I am currently pursuing a PhD in an area of mathematical analysis. Recently I uploaded a result on arXiv where I somewhat improved a result from 40 years back in a question in smooth dynamics, a field different from my thesis subject.
In my limited interactions with experts in this field, demonstrating the existence of such a theorem with some parameters was considered important, and although the author clearly made an attempt to get the best possible parameter set for which the result holds, that in itself seemed to not be as important of a question.
A year back, by significantly extending this original author's methods, I improved the parameter set somewhat for which the result holds. This ended up taking a lot of effort, and I wondered while working on this, if I was only rediscovering what could already be known.
Recently, another paper appeared on the arXiv clearly improving my result significantly, proving what I ideally aimed to get but couldn't, building on some other papers that I was not aware of (probably leading back to an old result of Yakov Sinai).

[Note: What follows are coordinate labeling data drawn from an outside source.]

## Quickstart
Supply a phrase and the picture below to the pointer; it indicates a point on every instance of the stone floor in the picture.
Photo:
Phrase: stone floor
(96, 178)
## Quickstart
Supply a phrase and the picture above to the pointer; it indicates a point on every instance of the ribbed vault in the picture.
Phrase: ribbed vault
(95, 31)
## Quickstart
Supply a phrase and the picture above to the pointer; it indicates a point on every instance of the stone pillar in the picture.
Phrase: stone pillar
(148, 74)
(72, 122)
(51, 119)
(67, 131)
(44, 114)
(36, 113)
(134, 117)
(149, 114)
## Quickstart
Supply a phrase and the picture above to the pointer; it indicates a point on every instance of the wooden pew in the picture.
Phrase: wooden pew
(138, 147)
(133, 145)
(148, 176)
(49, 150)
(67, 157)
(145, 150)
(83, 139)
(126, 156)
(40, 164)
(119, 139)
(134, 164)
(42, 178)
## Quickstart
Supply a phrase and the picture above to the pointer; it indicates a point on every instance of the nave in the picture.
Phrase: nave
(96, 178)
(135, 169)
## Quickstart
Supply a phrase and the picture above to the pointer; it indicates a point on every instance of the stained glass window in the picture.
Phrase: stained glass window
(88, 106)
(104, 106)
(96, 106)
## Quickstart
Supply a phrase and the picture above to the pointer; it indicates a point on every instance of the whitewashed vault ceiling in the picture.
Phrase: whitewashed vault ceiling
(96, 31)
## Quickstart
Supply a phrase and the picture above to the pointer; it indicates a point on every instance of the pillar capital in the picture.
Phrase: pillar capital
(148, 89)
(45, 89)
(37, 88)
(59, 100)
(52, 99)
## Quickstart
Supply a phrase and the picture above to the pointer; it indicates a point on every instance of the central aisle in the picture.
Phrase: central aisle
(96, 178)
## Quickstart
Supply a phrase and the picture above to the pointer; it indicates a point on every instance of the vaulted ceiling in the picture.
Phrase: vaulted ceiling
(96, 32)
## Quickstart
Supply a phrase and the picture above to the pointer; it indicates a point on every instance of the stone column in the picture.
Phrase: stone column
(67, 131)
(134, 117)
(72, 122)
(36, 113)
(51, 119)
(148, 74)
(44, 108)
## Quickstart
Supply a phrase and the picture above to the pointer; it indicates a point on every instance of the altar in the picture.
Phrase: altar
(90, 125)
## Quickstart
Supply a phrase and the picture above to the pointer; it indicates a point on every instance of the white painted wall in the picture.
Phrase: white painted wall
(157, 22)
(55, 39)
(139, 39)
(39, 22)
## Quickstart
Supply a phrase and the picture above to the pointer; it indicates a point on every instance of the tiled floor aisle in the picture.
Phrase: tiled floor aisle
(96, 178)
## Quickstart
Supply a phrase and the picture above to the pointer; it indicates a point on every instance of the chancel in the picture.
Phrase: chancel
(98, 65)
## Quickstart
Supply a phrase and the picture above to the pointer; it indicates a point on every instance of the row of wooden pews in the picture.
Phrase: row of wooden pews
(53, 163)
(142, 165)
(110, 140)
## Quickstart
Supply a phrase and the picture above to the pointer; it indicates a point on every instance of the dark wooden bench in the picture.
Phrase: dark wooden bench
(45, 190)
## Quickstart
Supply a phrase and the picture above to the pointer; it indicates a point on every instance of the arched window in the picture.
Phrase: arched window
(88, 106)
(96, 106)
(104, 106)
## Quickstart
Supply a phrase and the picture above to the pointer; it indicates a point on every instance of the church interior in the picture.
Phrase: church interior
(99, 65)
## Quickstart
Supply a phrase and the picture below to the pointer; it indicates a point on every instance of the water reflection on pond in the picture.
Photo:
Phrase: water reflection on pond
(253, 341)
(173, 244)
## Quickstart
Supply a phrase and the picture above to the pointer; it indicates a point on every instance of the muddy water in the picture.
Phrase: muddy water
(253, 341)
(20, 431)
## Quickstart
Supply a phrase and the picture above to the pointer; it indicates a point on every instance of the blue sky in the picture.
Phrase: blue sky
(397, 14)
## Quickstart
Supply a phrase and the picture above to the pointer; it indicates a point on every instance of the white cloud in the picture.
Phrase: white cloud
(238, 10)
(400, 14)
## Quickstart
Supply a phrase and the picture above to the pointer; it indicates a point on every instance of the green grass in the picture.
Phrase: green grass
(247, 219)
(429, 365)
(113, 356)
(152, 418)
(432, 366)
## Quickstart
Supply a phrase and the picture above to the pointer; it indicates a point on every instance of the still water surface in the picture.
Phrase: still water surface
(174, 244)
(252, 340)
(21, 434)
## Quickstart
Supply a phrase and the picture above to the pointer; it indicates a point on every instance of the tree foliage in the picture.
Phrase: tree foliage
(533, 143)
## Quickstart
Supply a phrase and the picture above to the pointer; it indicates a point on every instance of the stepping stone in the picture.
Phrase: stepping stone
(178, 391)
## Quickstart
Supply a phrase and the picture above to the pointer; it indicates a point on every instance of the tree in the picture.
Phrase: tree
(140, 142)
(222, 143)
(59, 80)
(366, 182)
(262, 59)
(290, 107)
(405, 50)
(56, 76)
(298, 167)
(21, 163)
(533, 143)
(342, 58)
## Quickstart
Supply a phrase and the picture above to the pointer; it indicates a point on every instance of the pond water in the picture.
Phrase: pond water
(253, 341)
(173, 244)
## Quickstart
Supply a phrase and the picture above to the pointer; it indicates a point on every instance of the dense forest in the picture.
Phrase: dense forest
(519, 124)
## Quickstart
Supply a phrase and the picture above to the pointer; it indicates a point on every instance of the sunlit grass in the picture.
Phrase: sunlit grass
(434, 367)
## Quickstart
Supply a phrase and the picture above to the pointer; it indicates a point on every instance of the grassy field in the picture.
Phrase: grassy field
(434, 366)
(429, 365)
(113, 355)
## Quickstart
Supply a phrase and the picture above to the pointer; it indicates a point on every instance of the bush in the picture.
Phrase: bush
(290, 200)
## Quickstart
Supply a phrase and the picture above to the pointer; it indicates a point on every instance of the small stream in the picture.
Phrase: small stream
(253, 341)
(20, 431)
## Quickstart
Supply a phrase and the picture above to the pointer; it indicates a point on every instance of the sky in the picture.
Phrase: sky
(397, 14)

While this is not in my thesis area and perhaps experts in my thesis area will not bother very much, does this still give any negative impression of my work in the academic job market (perhaps I should have done a more thorough literature search)? Also, does it give a negative impression of me for experts in the subject area of this paper?
I would see this as a great accomplishment. Someone read your paper, thought it was interesting and relevant, and sat down to further improve it.